Final Arguments Heard in Federal Court|Challenge to Texas Abortion Law

     Austin (CN) – It was a Texas showdown inside a federal courthouse during closing arguments Wednesday in the trial challenging the state’s new rules on abortions.
     Opponents of the controversial Texas state statute on abortions argue that it is in fact designed to eliminate them by putting impossible conditions on abortion providers. The defenders of the law answer that the law is nor more than a health safety regulation and that opponents cannot prove it is unduly burdensome.
     Stephanie Toti, a lawyer with the Center for Reproductive Rights, represents nine plaintiffs, including an abortion provider that has ceased operations in South and West Texas ahead of the September 1 enactment of key provisions of the Texas law,.
     During closing arguments in U.S. District Court in Austin on Wednesday, he asked Judge Lee Yeakel to block some parts of the law, including the provision requiring a physician to have admitting privileges at a hospital located no further than 30 miles from the location where the abortion is performed.
     Under the provision, women in McAllen and El Paso would have to travel at least 150 miles to the nearest abortion clinic in the state.
     Toti began her closing arguments by describing the elements regulating an abortion law while Judge Yeakel peppered her with questions. She said the law must avoid substantial obstacles and avoid subjecting women to undue health issues.
     “There was no public health crisis when HR 2 was enacted,” Toti told Yeakel. “But the law will create a public health catastrophe by limiting women’s access to abortions.”
     But Yeakel asked Toti to describe what exactly she considered an undue burden.
     Toti said by September 1 just seven abortion facilities clustered in only four metropolitan areas will be operational in the state, adding that if 150 miles is too much travel for some women, then it constitutes an undue burden.
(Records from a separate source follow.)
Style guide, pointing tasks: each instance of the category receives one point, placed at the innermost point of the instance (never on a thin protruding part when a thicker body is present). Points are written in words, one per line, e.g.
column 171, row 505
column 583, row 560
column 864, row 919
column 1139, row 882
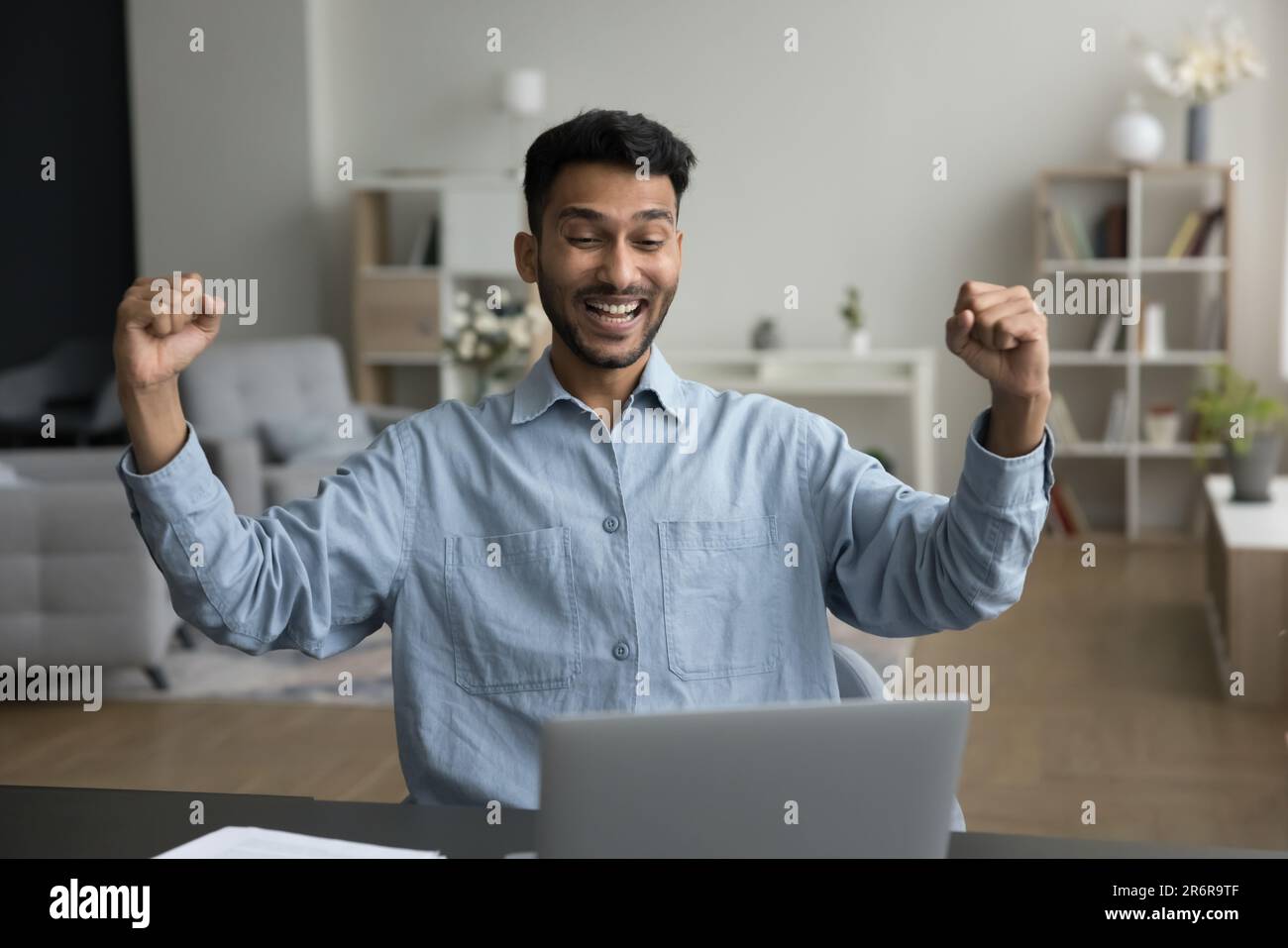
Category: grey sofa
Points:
column 76, row 584
column 235, row 389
     She reminded the court that it must look only in Texas when applying the requirements, not to neighboring states like New Mexico.
     She called the requirement “a multi-million dollar tax on abortion procedures.”
     “It affords patients absolutely no medical benefit. There’s no purpose in enacting a requirement like this other than to eliminate safe abortions in the state of Texas.”
     Solicitor General Jonathan Mitchell said the plaintiffs simply have not met their burden of proof.
     “The plaintiffs are piling on legal requirements over legal requirements that have nothing to do with the undue burden test,” Mitchell told the judge.
     He said 83 percent of Texas woman will still live within 150 miles of an operational facility, adding the law doesn’t impose a substantial obstacle.
     “They haven’t proven a single woman has been burdened by the admitting privileges law. All we have at the end of the day are hearsay anecdotes.”
     Mitchell argued women in East Texas will not be burden, but will in fact, have two choices to seek an abortion by crossing into New Mexico.
     “Crossing the state border is just a part of daily life in El Paso.”
     He said the Rio Grande Valley has been without an abortion provider for nine months but the plaintiffs still have no produced a single witness to testify that the admitting privileges requirement has an undue burden.
     He said the law needs to take effect to know what outcome it will have on women.
     Outside the federal courthouse, about a dozen women stood silently holding up hangers drenched in red paint and pictures of women who died from illegal abortions.
     Local activist Mary Lou Greenberg said the demonstration is about women’s lives that are at stake.
     “Woman are dying now but it will be even more disastrous if HB 2 is enacted,” Greenberg said.
     Yeakel said he will issue a written opinion promptly.